70. BOSS BABY: FAMILY BUSINESS - Brothers Ted and Tim are now grown-ups but they have to take a special baby formula to help them return to their infant bodies on a secret mission to take down a sinister daycare service. Unnecessary, noisy sequel.
71. THE CONJURING: THE DEVIL MADE ME DO IT - Least effective of the Conjuring movies, though not as bad as Conjuring-verse movies like The Nun.
72. GODZILLA V. KONG - They have their showdown, but they're surrounded by uninteresting humans who are there to marvel at the greenscreens where monsters will be added later.
==The Bottom 10==
10. CLIFFORD THE BIG RED DOG - The CGI never quite works, and that's a big problem with a movie like this.
9. THE VOYEURS - Two young people spy on their sexy neighbors in this lurid Hitchcockian knock-off that goes to some uncomfortable places when people start dying.
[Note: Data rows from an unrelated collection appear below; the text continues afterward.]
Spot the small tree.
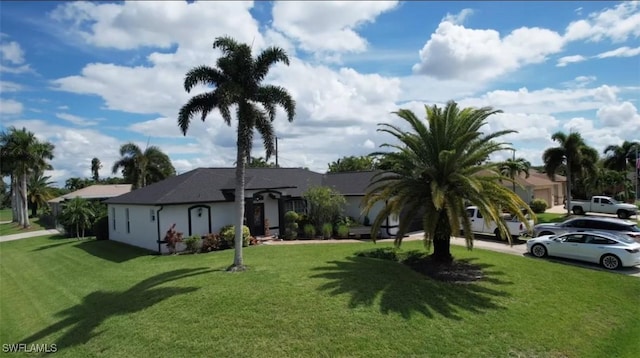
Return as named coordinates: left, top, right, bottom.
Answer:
left=303, top=186, right=347, bottom=231
left=60, top=197, right=95, bottom=239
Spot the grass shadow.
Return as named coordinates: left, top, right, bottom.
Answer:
left=311, top=257, right=509, bottom=320
left=75, top=239, right=153, bottom=263
left=19, top=267, right=210, bottom=349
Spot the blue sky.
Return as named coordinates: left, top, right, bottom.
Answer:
left=0, top=1, right=640, bottom=185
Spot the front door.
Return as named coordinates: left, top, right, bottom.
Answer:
left=247, top=203, right=264, bottom=236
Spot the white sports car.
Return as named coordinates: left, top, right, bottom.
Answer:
left=527, top=231, right=640, bottom=270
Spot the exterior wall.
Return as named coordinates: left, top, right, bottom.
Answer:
left=108, top=202, right=239, bottom=253
left=108, top=205, right=161, bottom=252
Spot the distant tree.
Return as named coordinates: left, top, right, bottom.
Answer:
left=604, top=140, right=640, bottom=171
left=247, top=157, right=276, bottom=168
left=112, top=143, right=176, bottom=189
left=498, top=158, right=531, bottom=193
left=27, top=173, right=55, bottom=216
left=178, top=36, right=296, bottom=271
left=542, top=132, right=598, bottom=215
left=91, top=158, right=102, bottom=182
left=328, top=155, right=376, bottom=173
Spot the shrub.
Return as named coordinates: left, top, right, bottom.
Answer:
left=355, top=247, right=398, bottom=261
left=164, top=223, right=182, bottom=254
left=220, top=225, right=251, bottom=247
left=303, top=224, right=316, bottom=238
left=322, top=223, right=333, bottom=239
left=183, top=235, right=200, bottom=254
left=93, top=216, right=109, bottom=240
left=284, top=211, right=300, bottom=240
left=336, top=224, right=349, bottom=237
left=529, top=199, right=547, bottom=214
left=200, top=234, right=230, bottom=252
left=302, top=186, right=347, bottom=227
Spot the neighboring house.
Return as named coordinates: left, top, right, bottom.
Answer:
left=47, top=184, right=131, bottom=217
left=105, top=168, right=395, bottom=253
left=505, top=170, right=567, bottom=207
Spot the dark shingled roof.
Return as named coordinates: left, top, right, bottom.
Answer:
left=105, top=168, right=323, bottom=205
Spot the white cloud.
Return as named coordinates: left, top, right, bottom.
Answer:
left=413, top=21, right=563, bottom=81
left=0, top=99, right=23, bottom=114
left=273, top=1, right=398, bottom=53
left=0, top=41, right=24, bottom=65
left=0, top=64, right=33, bottom=74
left=56, top=113, right=98, bottom=126
left=459, top=85, right=620, bottom=114
left=562, top=76, right=597, bottom=88
left=6, top=119, right=122, bottom=186
left=51, top=1, right=262, bottom=50
left=0, top=81, right=23, bottom=92
left=442, top=9, right=473, bottom=25
left=556, top=55, right=587, bottom=67
left=596, top=46, right=640, bottom=58
left=564, top=1, right=640, bottom=42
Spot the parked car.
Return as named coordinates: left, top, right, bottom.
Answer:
left=533, top=216, right=640, bottom=242
left=467, top=206, right=534, bottom=240
left=570, top=196, right=638, bottom=219
left=527, top=231, right=640, bottom=270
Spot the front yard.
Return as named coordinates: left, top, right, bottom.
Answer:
left=0, top=237, right=640, bottom=357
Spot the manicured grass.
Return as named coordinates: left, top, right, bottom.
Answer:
left=0, top=208, right=11, bottom=221
left=0, top=218, right=45, bottom=236
left=0, top=237, right=640, bottom=357
left=536, top=213, right=567, bottom=224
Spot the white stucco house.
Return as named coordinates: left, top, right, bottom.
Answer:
left=105, top=168, right=397, bottom=253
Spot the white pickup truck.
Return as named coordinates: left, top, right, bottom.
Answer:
left=570, top=196, right=638, bottom=219
left=467, top=206, right=534, bottom=240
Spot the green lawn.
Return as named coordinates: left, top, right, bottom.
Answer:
left=0, top=218, right=45, bottom=236
left=0, top=237, right=640, bottom=357
left=0, top=208, right=11, bottom=221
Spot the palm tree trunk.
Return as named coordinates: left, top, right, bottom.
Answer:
left=229, top=130, right=247, bottom=271
left=431, top=210, right=453, bottom=263
left=566, top=158, right=571, bottom=215
left=11, top=174, right=20, bottom=222
left=20, top=172, right=29, bottom=229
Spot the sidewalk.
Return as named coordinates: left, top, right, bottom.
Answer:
left=0, top=229, right=60, bottom=242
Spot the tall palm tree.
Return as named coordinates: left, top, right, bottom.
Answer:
left=60, top=196, right=95, bottom=239
left=364, top=102, right=531, bottom=262
left=112, top=143, right=176, bottom=189
left=178, top=36, right=295, bottom=271
left=542, top=132, right=598, bottom=215
left=27, top=173, right=55, bottom=216
left=498, top=158, right=531, bottom=193
left=0, top=127, right=54, bottom=228
left=91, top=158, right=102, bottom=183
left=604, top=140, right=640, bottom=172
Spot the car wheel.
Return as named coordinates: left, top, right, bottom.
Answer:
left=600, top=254, right=620, bottom=270
left=531, top=244, right=547, bottom=257
left=618, top=210, right=629, bottom=219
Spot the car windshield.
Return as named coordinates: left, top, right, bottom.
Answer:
left=616, top=234, right=636, bottom=244
left=629, top=225, right=640, bottom=232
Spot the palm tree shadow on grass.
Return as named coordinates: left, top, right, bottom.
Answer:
left=75, top=239, right=152, bottom=263
left=20, top=267, right=211, bottom=349
left=311, top=257, right=510, bottom=320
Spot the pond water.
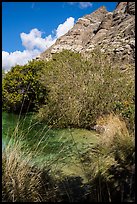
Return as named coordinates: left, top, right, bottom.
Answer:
left=2, top=112, right=98, bottom=172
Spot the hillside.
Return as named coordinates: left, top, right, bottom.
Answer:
left=38, top=2, right=135, bottom=67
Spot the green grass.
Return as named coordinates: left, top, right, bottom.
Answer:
left=2, top=112, right=98, bottom=177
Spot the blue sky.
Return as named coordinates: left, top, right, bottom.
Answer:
left=2, top=2, right=117, bottom=69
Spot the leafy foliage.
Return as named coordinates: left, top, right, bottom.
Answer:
left=2, top=60, right=47, bottom=112
left=39, top=50, right=134, bottom=131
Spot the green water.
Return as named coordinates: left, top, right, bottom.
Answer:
left=2, top=112, right=98, bottom=174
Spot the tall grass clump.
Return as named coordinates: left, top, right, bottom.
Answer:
left=80, top=114, right=135, bottom=202
left=38, top=50, right=134, bottom=130
left=2, top=139, right=41, bottom=202
left=2, top=121, right=61, bottom=202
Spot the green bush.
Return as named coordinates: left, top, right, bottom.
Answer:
left=39, top=50, right=134, bottom=131
left=2, top=60, right=47, bottom=113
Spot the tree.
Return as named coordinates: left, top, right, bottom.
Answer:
left=2, top=60, right=47, bottom=113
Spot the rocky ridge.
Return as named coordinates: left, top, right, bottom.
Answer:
left=38, top=2, right=135, bottom=63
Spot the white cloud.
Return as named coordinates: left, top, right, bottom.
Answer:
left=20, top=28, right=55, bottom=51
left=56, top=17, right=74, bottom=38
left=2, top=17, right=74, bottom=71
left=79, top=2, right=92, bottom=8
left=69, top=2, right=92, bottom=9
left=2, top=49, right=40, bottom=71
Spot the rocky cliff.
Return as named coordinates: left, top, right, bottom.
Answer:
left=39, top=2, right=135, bottom=66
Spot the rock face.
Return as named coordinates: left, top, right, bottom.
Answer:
left=39, top=2, right=135, bottom=63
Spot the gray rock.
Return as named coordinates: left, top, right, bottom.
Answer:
left=38, top=2, right=135, bottom=63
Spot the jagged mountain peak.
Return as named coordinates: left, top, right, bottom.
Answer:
left=39, top=2, right=135, bottom=63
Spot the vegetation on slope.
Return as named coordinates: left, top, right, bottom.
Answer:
left=2, top=61, right=47, bottom=113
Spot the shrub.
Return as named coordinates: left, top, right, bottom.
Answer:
left=38, top=50, right=134, bottom=131
left=2, top=60, right=47, bottom=113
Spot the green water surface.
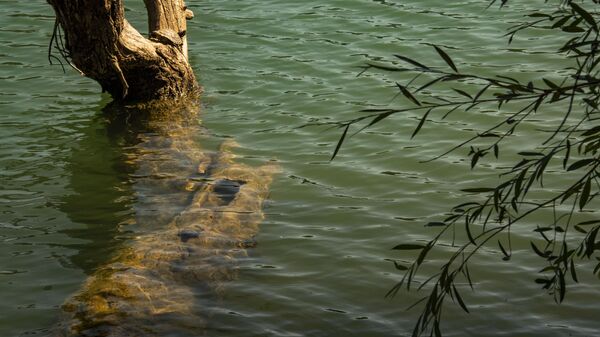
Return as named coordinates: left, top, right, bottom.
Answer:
left=0, top=0, right=600, bottom=337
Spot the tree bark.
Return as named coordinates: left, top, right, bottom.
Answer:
left=47, top=0, right=198, bottom=102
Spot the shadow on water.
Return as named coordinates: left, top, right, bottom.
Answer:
left=57, top=103, right=277, bottom=336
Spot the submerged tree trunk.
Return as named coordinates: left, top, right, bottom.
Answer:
left=48, top=0, right=198, bottom=102
left=55, top=102, right=278, bottom=337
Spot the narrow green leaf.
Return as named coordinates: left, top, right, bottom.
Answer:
left=518, top=151, right=544, bottom=156
left=569, top=1, right=598, bottom=32
left=529, top=241, right=548, bottom=258
left=452, top=88, right=473, bottom=100
left=394, top=54, right=430, bottom=70
left=563, top=139, right=571, bottom=169
left=498, top=240, right=510, bottom=261
left=561, top=26, right=585, bottom=33
left=569, top=259, right=579, bottom=283
left=394, top=261, right=408, bottom=270
left=579, top=178, right=592, bottom=210
left=452, top=284, right=469, bottom=313
left=392, top=243, right=425, bottom=250
left=330, top=124, right=350, bottom=160
left=396, top=82, right=421, bottom=106
left=461, top=187, right=496, bottom=193
left=567, top=158, right=596, bottom=171
left=558, top=269, right=567, bottom=303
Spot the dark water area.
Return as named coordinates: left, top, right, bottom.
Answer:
left=0, top=0, right=600, bottom=337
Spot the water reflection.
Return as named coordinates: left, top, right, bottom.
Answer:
left=59, top=110, right=134, bottom=274
left=59, top=103, right=276, bottom=336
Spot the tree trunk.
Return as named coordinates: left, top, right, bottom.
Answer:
left=48, top=0, right=198, bottom=102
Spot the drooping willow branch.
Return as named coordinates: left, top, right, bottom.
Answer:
left=323, top=0, right=600, bottom=336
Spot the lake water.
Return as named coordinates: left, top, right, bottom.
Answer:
left=0, top=0, right=600, bottom=337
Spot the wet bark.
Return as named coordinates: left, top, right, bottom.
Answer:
left=47, top=0, right=198, bottom=102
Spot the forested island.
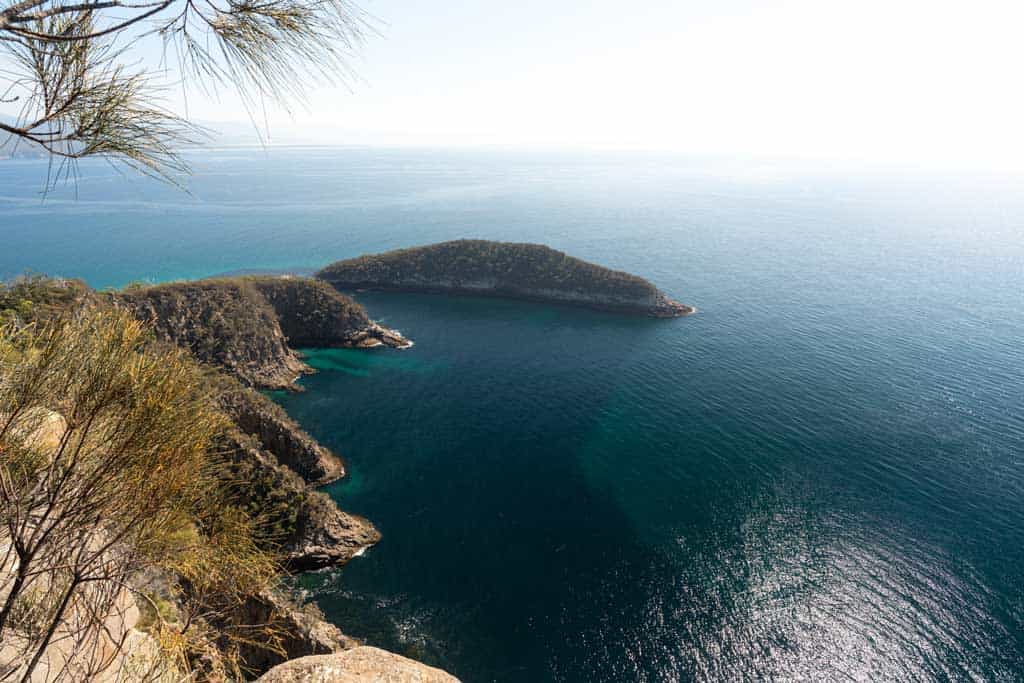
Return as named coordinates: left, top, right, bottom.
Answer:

8. PAW PATROL: THE MOVIE - Strictly for kids with one digit in their age. It is what it is.
7. JUNGLE CRUISE - Cheesy, predictable "fun for the whole family" Disney shtick. At least Jesse Plemons has fun playing a German.
6. TOM & JERRY - The animated parts are fine. Unfortunately this movie is mostly about the live-action humans around them.
5. COMING 2 AMERICA - Falls flat in just about every way. Eddie Murphy waited too long to revisit this material.
4. THE HITMAN'S WIFE'S BODYGUARD - Loud, dumb, cluttered, and completely unnecessary. The first one wasn't that great, and the filmmakers decided to double-down on having everyone yell their lines at all times.
3. HALLOWEEN KILLS - All the goodwill from the reboot is killed by a sequel that returns to every horror cliché crutch there is.
2. LAST MAN DOWN - A Norweigan action film that tries to ape 1980's style of Sylvester Stallone-Chuck Norris flicks and fails miserably.
1. SPACE JAM: A NEW LEGACY - Lame overload of all Warner Bros IP thrown into one movie. LeBron James has played himself before to better effect (Trainwreck), but he can't really save this cynical cash-grab.